2005年05月12日

業界再編、成れの果て

振り返ってみてまず頭に浮かぶのは、活発な買収合戦による業界の再編です。10数年前にリーディング・カンパニーとして輝いていたPC-CADメーカで、今もその原型を留めているところはほとんどありません。例えば、OrCADはCADENCEに買収され、PADSはMentorに買収されています。

またOrCADはCADENCEに買収される直前にオートルータのMasstekと混在回路シミュレータのMicroSimを買収しており、PADSもMentorに買収される前に、ガーバエディタのACTと、伝送線路シミュレータのHyperLynxを買収しています。おそらくこれは企業価値を高めて自分自身を高く売るための手段だったのでしょう。

そしてもっと身近なところではACCEL(Tango)はP-CADを買収し、その後ACCELはProtel(現在のアルティウム)に買収されています。
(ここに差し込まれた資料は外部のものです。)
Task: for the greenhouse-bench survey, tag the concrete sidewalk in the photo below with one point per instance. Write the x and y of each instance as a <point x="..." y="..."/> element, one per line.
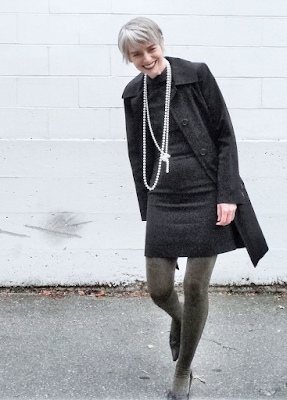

このような買収劇により、CADベンダーの数は激減しました。ここに登場した9社が最終的にはCADENCE、Mentor、Altiumの3社に集約されたわけですから、メーカの数は3分の1に減ってしまったことになります。そしてここで注意しなくてはならないのは、CADENCEとMentorはPC-CADメーカではないということです。このため、当時のPC-CADメーカで今もなお存続しているのはAltium 1社しかないのが現状です。

さすがにハイエンドのCADENCEとMentorは別世界の商品でしたが、私たちはここにあげた全てのPC-CADメーカの製品の販売にかかわってきました。そこで、その当時の記憶を思い起こしながら少しずつその顛末を披露していきたいと思います。